Mobile carriers are making aggressive moves to get ahead in the long-term evolution (LTE) platform, which is expected to open up a whole new world of possibilities.
What is LTE?
The International Telecommunication Union (ITU), the United Nations agency regulating information and communication technology issues, has set requirements for each generation of wireless technology. What matters here most is speed. To satisfy fourth-generation (4G) requirements, the download speed should be 1 Gbps for stationary use and 100 Mbps for mobility communication.
Since the requirement was set, the global competition has been fierce to be the standard of the next-generation wireless technology. Among the main candidates are LTE by Global System for Mobile Communications (GSM) set by the European countries and WiMAX promoted by Intel, and LTE is quickly becoming the technology of choice for 4G networks, the mobile broadband to succeed the current 3G technology.
How will it change our life?
The introduction of smartphones is greatly changing our daily life. The adoption of LTE is also expected to bring about a major change.
LTE is regarded as the solution to deal with explosively increasing data amid the smartphone boom. In case of AT&T, which adopted the iPhone for the first time in the United States, data traffic grew by 50 times for the three years since 2006. Morgan Stanley expects wireless data traffic to grow by 39 times worldwide from 2009 to 2014.
Equipped for theoretical speeds of 100 megabits per second in downlinks, LTE is to allow users access to cyberspace 10 times quicker than the conventional 3G platform. It means it would take only two minutes to download a 1.4 GB movie, and the 5.5 GB Britannica Encyclopedia would be done in eight minutes. It would surely satisfy the insatiable craving for faster connections.
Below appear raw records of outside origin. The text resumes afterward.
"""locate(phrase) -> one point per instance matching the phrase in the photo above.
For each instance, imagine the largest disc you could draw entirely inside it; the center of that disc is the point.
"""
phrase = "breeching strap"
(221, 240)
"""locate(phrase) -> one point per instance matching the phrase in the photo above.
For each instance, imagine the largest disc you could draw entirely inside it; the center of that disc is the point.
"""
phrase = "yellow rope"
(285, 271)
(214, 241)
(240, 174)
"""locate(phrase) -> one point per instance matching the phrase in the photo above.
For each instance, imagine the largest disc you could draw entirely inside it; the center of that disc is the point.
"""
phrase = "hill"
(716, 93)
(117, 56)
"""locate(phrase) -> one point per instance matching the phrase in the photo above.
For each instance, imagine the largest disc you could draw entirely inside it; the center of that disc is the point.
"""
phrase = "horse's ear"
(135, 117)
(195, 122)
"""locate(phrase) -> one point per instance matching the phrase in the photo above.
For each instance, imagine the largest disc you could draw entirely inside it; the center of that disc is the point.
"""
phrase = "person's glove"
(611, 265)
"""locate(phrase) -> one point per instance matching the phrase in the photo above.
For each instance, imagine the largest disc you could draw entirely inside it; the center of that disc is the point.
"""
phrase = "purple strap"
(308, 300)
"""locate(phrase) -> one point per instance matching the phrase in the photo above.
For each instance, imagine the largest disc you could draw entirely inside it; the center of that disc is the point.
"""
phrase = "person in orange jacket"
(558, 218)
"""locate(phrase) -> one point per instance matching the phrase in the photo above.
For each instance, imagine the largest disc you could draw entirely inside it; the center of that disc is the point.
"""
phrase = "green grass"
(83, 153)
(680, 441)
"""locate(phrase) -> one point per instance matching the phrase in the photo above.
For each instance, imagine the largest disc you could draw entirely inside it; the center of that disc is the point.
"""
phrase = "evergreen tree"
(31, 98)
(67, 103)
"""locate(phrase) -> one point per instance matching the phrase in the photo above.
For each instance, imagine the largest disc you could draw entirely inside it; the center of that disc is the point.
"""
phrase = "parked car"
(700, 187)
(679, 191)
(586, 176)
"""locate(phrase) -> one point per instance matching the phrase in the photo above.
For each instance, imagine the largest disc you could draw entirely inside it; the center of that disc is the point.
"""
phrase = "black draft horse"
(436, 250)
When the new technology is commercialized, users will enjoy stable communication and Internet links even when they are on a KTX train that runs at 300 kilometers per hour.
Though it may turn out to be slower than in theory when commercialized due to traffic, diverse quality content will be available. All online services such as high definition quality and network games will be enjoyable through smartphones. When LTE is applied to various digital devices such as tablets and laptops, true ubiquity will become a reality.
The paradigm shift is being witnessed in the industry, with businesses starting massive investment to win the next-generation battle.
SK Telecom, the country’s biggest mobile carrier, is planning to start its commercial service in Seoul from July. It is taking quick steps to be the first to provide the 4G service, effectively dealing with the explosive increase of data usage following the smartphone boom and continuing to lead the market.
The telecom firm is to choose suppliers for the 4G device this month. It has been testing devices of Samsung Electronics, LG-Ericsson, Nokia Siemens and Alcatel Lucent.
After the commercialization of its service in Seoul, it will be expanded to the metropolitan area and major cities around the country next year. The service will become available nationwide by 2013. SK Telecom also plans to present 4G smartphone this year.
LG Uplus is showing more aggressiveness. Due to late moves in the 3G market, the smallest carrier suffered a painful defeat in the smartphone market. LG has already selected LG-Ericsson, Samsung Electronics, and Nokia-Siemens as suppliers.
Though SK Telecom will be the first to launch the service LG Uplus plans to start a nationwide service faster than the other players. It will also present a dual mode handset that supports both 2G CDMA and LTE in the latter half of this year, and launch a single mode set when the nationwide network is set.
It has been setting up a multimode station, which would roam 2G, 3G and 4G devices. The multimode station would decrease electricity consumption by half. Currently, around 1,300 multimode stations are set up, and LG Uplus has only to insert 4G devices there. The mobile carrier is building bank stations as well, where it has only to set up additional modules to provide an LTE service.
KT, the biggest beneficiary of the smartphone boom, is set to invest 1.67 trillion won in LTE by 2014. The carrier is planning a commercial service in Seoul early next year, and the nationwide service is likely to come in 2013.
It will take time for the carriers to see a profitable return following huge investment. Among over 50 million mobile phone subscribers in the country, over 20 million are still using 2G, let alone 3G. It will take time for consumers to switch to 4G.